Both Zoe and Liu had previously worked as explosive-detection dogs.
During the training, 200 urine samples from the prostate cancer group and 230 samples from the control group were analyzed. The dogs were taught to recognize prostate cancer-specific volatile organic compounds (VOCs) in the samples.
New urine samples were provided for the evaluation phase.
The dogs were instructed to sit in front of each sample where they detected the prostate cancer VOC. None of the team members knew which samples were which, except the chief medical veterinary surgeon, who observed from outside the room. The dogs were rewarded when correct identifications were verified.
Dog 1 achieved 100 percent accuracy in detecting samples from prostate cancer patients and 98 percent accuracy in eliminating samples that did not come from a prostate cancer patient.
Dog 2 was close, with 98.6 percent accuracy in detecting prostate cancer and 96.4 percent accuracy in eliminating those that didn’t have the disease.
Overall, the dogs had 16 false positives and four false negatives.
Though the high accuracy displayed by the dogs is encouraging, they are not about to replace human doctors, Taverna pointed out. Plenty of other information, like tumor stage and size, and the age of the patient - none of which the dogs can detect – go into determining treatment, he noted.
Dog-detection is a technique that “needs to be combined with other, common diagnostic tools (PSA, biopsy, MRI, etc.),” Taverna said
Dr. J. Kellogg Parsons, a surgeon at the University of California-San Diego’s Moores Comprehensive Cancer Center, considers the findings “provocative.”
However, he told Reuters Health, “The results need to be validated in different patient populations and using different dogs.
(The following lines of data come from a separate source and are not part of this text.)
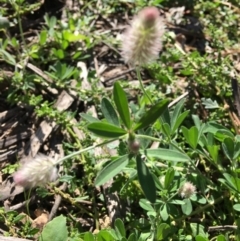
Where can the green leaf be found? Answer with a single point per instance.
(132, 237)
(228, 148)
(197, 229)
(89, 118)
(210, 104)
(105, 235)
(106, 130)
(109, 112)
(167, 155)
(236, 207)
(187, 207)
(213, 151)
(43, 37)
(4, 23)
(164, 212)
(146, 205)
(55, 230)
(176, 112)
(151, 115)
(146, 180)
(236, 150)
(221, 238)
(111, 170)
(121, 103)
(179, 121)
(169, 178)
(191, 136)
(166, 129)
(222, 134)
(162, 231)
(7, 57)
(119, 228)
(88, 236)
(200, 238)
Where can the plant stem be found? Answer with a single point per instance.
(147, 137)
(83, 150)
(141, 84)
(201, 209)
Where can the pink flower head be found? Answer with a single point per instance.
(187, 190)
(142, 41)
(36, 172)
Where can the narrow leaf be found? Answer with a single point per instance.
(89, 118)
(111, 170)
(228, 148)
(176, 112)
(191, 136)
(163, 230)
(106, 130)
(152, 115)
(55, 230)
(119, 228)
(187, 207)
(109, 112)
(121, 103)
(179, 121)
(146, 180)
(167, 155)
(88, 236)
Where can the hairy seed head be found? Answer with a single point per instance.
(36, 172)
(142, 41)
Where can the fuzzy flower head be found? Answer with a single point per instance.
(187, 190)
(142, 41)
(36, 172)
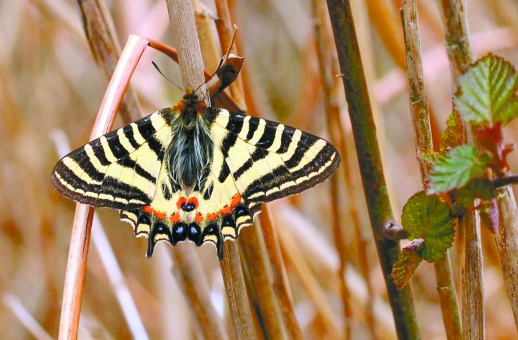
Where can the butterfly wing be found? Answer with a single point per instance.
(253, 161)
(120, 169)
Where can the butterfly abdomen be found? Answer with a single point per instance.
(191, 150)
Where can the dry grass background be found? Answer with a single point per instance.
(49, 82)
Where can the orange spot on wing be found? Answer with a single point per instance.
(235, 200)
(160, 215)
(212, 216)
(193, 201)
(174, 218)
(227, 210)
(181, 201)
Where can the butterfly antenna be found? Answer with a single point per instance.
(163, 75)
(229, 50)
(222, 59)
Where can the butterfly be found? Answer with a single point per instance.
(192, 172)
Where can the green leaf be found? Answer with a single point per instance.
(428, 217)
(453, 135)
(486, 93)
(455, 169)
(476, 188)
(406, 264)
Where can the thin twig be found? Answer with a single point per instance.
(230, 265)
(181, 15)
(460, 55)
(336, 133)
(423, 142)
(281, 284)
(378, 204)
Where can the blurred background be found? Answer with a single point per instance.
(51, 88)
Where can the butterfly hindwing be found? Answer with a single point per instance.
(118, 170)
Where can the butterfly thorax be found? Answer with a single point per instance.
(190, 153)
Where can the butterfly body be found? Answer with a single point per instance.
(193, 172)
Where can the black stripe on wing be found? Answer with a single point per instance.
(310, 161)
(115, 170)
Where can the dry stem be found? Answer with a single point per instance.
(423, 142)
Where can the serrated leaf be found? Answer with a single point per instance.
(430, 157)
(486, 92)
(453, 135)
(429, 218)
(476, 188)
(406, 265)
(455, 169)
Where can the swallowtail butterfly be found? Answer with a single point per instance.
(194, 172)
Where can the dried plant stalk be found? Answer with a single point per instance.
(378, 204)
(105, 47)
(80, 240)
(423, 142)
(460, 55)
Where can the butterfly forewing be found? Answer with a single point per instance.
(268, 160)
(138, 169)
(118, 170)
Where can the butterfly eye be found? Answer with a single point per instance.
(179, 232)
(195, 233)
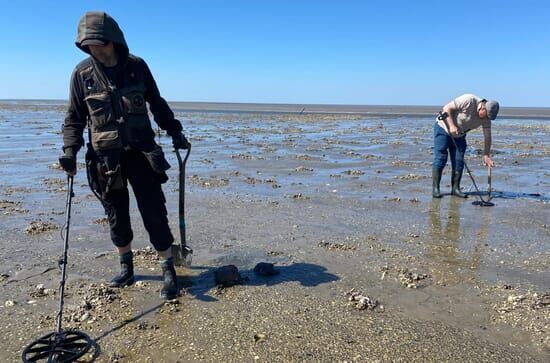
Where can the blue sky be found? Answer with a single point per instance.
(341, 52)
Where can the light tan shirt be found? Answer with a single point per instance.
(466, 115)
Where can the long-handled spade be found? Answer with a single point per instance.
(183, 254)
(481, 202)
(61, 345)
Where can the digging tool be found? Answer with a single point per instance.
(481, 202)
(489, 189)
(61, 345)
(183, 254)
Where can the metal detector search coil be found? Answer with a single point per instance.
(61, 345)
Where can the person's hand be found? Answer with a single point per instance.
(453, 130)
(68, 163)
(487, 161)
(179, 141)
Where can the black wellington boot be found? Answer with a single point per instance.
(436, 179)
(455, 182)
(126, 276)
(170, 289)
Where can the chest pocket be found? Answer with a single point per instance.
(103, 126)
(133, 101)
(100, 109)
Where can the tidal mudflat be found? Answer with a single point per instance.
(337, 201)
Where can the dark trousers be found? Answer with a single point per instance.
(443, 145)
(146, 184)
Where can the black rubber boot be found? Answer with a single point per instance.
(170, 289)
(455, 182)
(126, 276)
(436, 179)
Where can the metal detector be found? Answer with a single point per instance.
(61, 345)
(481, 202)
(182, 253)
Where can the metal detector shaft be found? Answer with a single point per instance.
(489, 188)
(186, 251)
(65, 249)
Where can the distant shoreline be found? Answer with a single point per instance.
(371, 110)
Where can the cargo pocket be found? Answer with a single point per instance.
(134, 103)
(157, 160)
(100, 109)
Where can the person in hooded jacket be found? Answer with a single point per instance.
(108, 94)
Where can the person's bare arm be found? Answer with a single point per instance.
(450, 109)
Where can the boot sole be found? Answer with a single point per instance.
(165, 296)
(128, 282)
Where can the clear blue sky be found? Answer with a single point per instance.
(343, 52)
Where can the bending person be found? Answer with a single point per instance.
(464, 114)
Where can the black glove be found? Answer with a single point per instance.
(68, 163)
(179, 141)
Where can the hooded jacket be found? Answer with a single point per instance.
(116, 114)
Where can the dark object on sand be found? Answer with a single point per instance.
(61, 345)
(265, 269)
(227, 276)
(483, 203)
(183, 254)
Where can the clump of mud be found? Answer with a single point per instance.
(146, 254)
(354, 172)
(209, 182)
(101, 221)
(41, 291)
(529, 311)
(38, 226)
(55, 185)
(9, 207)
(95, 303)
(411, 177)
(299, 196)
(303, 169)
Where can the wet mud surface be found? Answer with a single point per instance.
(370, 268)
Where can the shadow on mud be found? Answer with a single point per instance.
(306, 274)
(511, 195)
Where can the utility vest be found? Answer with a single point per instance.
(118, 117)
(118, 120)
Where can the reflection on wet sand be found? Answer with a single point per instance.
(458, 262)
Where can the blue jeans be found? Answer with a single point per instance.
(444, 144)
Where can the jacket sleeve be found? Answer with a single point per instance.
(162, 113)
(75, 118)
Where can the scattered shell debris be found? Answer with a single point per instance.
(38, 226)
(410, 279)
(360, 300)
(336, 246)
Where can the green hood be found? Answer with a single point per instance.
(100, 25)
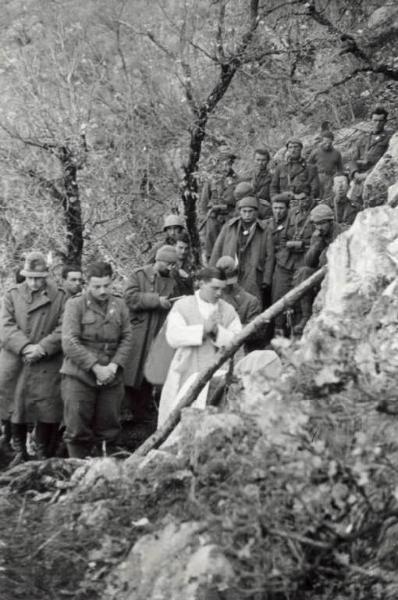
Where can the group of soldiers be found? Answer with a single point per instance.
(73, 351)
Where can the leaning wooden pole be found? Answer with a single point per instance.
(192, 393)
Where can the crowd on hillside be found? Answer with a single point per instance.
(73, 353)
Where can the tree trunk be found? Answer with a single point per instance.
(228, 67)
(265, 317)
(72, 207)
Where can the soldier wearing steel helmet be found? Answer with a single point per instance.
(325, 231)
(173, 226)
(295, 173)
(247, 240)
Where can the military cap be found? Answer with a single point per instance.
(226, 153)
(248, 202)
(167, 254)
(294, 141)
(173, 221)
(321, 212)
(35, 265)
(227, 265)
(284, 197)
(244, 188)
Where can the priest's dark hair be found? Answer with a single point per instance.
(209, 273)
(99, 269)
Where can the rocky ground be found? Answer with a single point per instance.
(290, 491)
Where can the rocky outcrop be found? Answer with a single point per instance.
(176, 562)
(354, 332)
(382, 176)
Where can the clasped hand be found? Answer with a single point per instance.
(210, 326)
(105, 373)
(32, 353)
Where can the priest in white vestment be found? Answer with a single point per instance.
(197, 327)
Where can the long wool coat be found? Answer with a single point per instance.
(142, 294)
(255, 259)
(30, 393)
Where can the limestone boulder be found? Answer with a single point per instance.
(262, 395)
(384, 20)
(383, 175)
(392, 195)
(354, 330)
(178, 561)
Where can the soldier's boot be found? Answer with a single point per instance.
(5, 440)
(306, 310)
(19, 433)
(46, 435)
(78, 450)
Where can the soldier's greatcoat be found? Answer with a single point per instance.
(30, 393)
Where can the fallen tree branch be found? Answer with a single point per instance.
(204, 377)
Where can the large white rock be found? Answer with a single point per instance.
(174, 563)
(383, 175)
(261, 395)
(354, 330)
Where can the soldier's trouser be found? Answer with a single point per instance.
(91, 414)
(19, 434)
(282, 283)
(212, 229)
(306, 301)
(47, 439)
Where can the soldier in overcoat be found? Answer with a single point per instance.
(31, 357)
(96, 339)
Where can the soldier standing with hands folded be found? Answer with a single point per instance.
(96, 339)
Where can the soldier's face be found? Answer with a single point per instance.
(164, 267)
(100, 288)
(173, 231)
(326, 143)
(304, 202)
(378, 122)
(211, 291)
(182, 250)
(324, 227)
(74, 282)
(294, 150)
(230, 283)
(35, 283)
(260, 161)
(279, 210)
(248, 215)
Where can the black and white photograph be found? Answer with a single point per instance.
(199, 300)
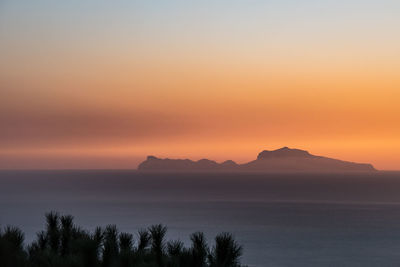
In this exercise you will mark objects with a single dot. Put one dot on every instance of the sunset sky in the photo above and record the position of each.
(102, 84)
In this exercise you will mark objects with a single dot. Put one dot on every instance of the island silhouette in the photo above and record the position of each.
(281, 160)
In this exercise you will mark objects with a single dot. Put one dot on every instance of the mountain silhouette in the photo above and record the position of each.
(281, 160)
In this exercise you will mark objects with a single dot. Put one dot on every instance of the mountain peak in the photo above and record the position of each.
(284, 152)
(284, 159)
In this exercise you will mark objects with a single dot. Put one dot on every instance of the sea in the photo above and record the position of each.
(280, 219)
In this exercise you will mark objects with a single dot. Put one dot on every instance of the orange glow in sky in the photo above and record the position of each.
(103, 88)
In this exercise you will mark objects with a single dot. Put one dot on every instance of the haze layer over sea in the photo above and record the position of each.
(280, 219)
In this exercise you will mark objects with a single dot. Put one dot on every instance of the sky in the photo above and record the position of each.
(103, 84)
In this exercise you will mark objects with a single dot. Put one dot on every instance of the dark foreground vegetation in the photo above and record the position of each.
(63, 243)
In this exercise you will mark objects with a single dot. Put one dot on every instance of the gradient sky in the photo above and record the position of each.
(102, 84)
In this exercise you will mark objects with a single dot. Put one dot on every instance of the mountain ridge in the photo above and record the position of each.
(280, 160)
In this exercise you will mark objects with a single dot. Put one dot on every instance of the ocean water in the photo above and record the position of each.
(280, 219)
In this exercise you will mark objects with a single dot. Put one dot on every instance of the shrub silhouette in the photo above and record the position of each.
(63, 244)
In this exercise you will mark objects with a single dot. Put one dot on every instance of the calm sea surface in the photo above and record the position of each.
(280, 219)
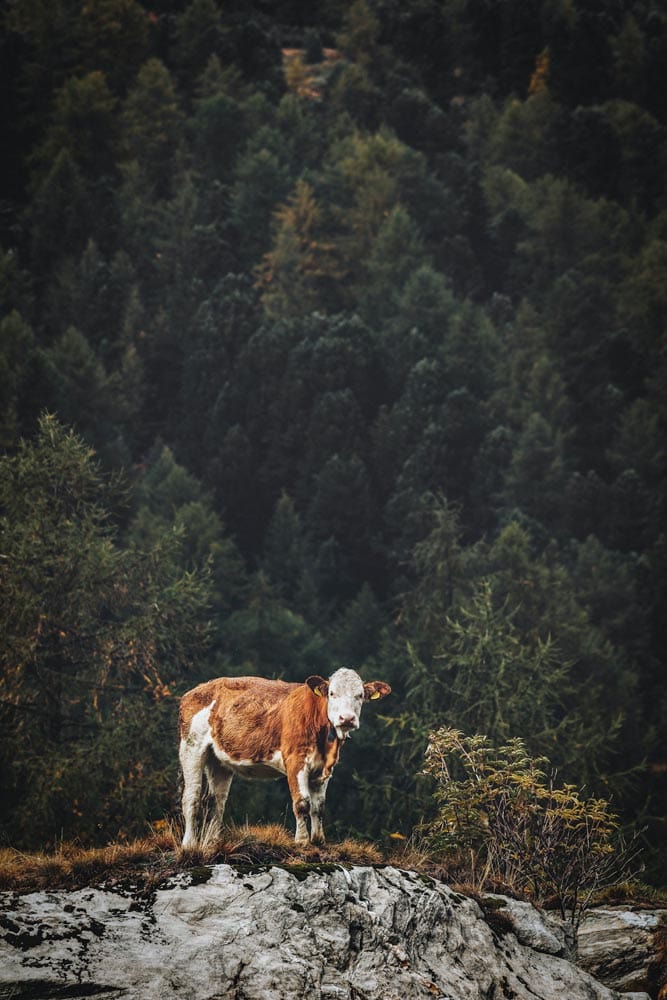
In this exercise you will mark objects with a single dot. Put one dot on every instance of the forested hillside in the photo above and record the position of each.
(331, 333)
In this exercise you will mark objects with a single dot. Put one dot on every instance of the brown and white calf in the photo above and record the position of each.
(260, 728)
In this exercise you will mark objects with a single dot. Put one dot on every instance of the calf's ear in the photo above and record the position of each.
(318, 685)
(376, 689)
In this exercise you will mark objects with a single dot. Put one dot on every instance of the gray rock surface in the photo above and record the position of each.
(626, 948)
(334, 934)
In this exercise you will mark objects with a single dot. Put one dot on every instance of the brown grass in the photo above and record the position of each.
(146, 862)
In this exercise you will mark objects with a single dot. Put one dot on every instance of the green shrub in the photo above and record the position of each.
(500, 813)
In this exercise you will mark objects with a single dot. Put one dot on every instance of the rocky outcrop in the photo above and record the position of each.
(222, 933)
(626, 948)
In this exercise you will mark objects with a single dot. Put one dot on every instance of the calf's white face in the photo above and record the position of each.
(345, 698)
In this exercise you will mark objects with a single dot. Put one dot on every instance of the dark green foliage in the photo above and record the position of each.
(96, 636)
(381, 341)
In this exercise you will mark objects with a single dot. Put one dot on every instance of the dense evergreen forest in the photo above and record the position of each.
(331, 333)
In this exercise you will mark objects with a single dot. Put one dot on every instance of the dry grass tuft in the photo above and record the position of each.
(144, 863)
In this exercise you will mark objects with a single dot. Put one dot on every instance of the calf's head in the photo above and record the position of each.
(345, 693)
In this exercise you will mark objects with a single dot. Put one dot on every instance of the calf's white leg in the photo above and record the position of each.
(219, 781)
(318, 791)
(192, 757)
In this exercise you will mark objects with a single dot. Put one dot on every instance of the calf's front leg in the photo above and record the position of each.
(318, 791)
(297, 779)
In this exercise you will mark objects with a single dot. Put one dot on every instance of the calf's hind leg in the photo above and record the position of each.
(219, 781)
(192, 756)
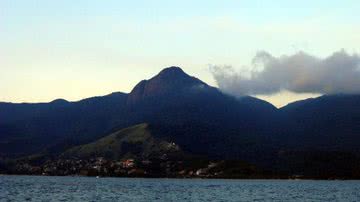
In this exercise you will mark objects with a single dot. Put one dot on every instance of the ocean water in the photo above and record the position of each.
(43, 188)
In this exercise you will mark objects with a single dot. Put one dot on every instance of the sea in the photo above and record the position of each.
(48, 188)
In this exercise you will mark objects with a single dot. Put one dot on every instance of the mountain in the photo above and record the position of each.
(305, 137)
(136, 142)
(329, 122)
(181, 107)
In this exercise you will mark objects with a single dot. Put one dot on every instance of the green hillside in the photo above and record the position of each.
(133, 142)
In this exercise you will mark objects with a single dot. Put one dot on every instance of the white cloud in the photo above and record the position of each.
(300, 73)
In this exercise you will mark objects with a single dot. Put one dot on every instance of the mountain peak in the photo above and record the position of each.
(169, 80)
(172, 70)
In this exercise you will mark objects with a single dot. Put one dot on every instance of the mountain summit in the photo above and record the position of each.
(169, 80)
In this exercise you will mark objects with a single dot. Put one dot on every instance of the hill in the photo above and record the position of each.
(136, 142)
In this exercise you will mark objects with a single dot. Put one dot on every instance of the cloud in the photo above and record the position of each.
(300, 73)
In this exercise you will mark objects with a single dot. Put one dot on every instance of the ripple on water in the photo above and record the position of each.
(42, 188)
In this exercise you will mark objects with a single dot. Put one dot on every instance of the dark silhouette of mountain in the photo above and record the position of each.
(186, 109)
(329, 122)
(199, 118)
(136, 142)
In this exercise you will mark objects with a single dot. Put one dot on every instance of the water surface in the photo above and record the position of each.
(44, 188)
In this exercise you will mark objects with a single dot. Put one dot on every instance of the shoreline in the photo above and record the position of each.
(191, 178)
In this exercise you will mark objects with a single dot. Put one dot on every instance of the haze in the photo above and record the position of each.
(77, 49)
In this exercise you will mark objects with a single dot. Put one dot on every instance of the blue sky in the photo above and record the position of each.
(76, 49)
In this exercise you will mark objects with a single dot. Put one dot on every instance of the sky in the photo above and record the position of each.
(77, 49)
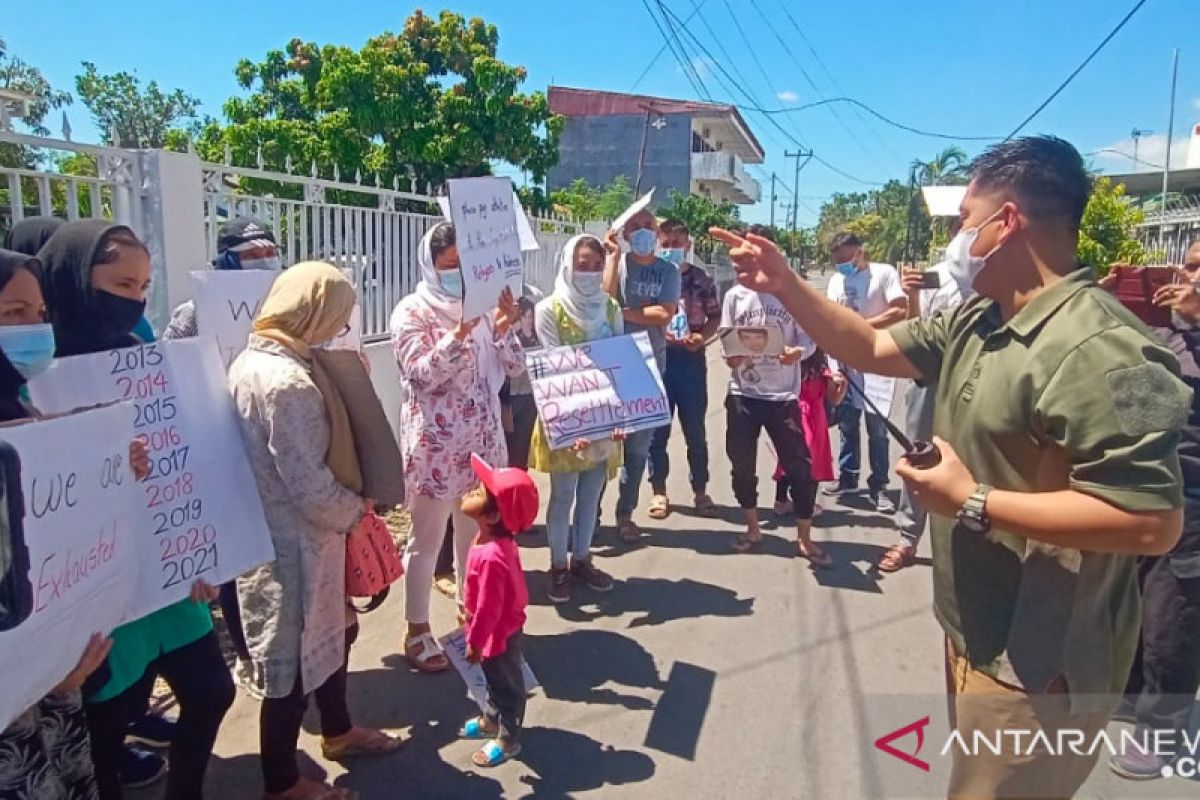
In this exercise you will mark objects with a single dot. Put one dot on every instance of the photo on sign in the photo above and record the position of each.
(751, 342)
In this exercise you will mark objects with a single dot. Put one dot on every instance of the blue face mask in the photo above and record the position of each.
(451, 282)
(643, 241)
(29, 348)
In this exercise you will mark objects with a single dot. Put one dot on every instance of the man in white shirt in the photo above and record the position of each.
(873, 290)
(919, 400)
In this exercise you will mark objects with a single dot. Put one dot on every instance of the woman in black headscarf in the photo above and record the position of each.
(43, 752)
(30, 235)
(96, 281)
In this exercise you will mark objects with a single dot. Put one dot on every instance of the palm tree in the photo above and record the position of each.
(947, 167)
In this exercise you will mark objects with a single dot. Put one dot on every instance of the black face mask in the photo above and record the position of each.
(117, 316)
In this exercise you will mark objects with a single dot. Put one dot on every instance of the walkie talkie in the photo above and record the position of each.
(922, 455)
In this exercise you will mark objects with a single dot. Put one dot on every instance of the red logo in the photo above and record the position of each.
(918, 727)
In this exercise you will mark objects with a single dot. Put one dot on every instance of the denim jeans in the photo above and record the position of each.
(567, 531)
(637, 451)
(911, 516)
(851, 447)
(687, 383)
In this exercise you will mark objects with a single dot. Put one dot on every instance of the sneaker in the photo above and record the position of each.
(151, 731)
(882, 503)
(1137, 765)
(593, 578)
(141, 768)
(559, 590)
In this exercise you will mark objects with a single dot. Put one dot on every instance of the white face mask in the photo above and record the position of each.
(963, 265)
(588, 283)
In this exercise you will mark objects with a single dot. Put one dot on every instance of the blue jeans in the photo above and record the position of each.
(637, 451)
(687, 383)
(852, 447)
(583, 491)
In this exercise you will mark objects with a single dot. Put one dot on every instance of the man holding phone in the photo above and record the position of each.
(929, 293)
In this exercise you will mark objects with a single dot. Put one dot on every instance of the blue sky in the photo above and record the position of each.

If the results can be replicated, then we need to zero in on the biological or chemical factor(s) that are at play.”
“Our ability to use dogs in a clinical setting to detect cancer is limited,” he added. “Therefore, we need to determine what biomarkers are being picked up here.”
Taverna said his team hopes to pinpoint exactly what the dogs are picking up on. “We want to expand on our current study by converting the chemicals detected by the dogs into gas chromatography-mass spectrometry so the process can be duplicated by machine. “
While humans have roughly five million olfactory cells (receptors that detect different odors) in their noses, dogs have about 200 million. For years, law enforcement and the military have used dogs to help locate bombs, drugs and missing people.
Recent studies have shown that dogs can also alert people to epileptic and diabetic seizures (the latter reportedly through the smell of breath or sweat).
Researchers have also been testing dogs’ ability to detect melanoma, as well as breast, lung, bladder and ovarian cancer. One study showed that dogs could detect ovarian cancer in tissue and blood samples; another focused on VOCs in urine for detecting bladder cancer.
Dr. Taverna’s research is building on an earlier study conducted in 2010 that demonstrated a dog’s ability to sniff out prostate cancer; however that study was relatively small with just 33 patients.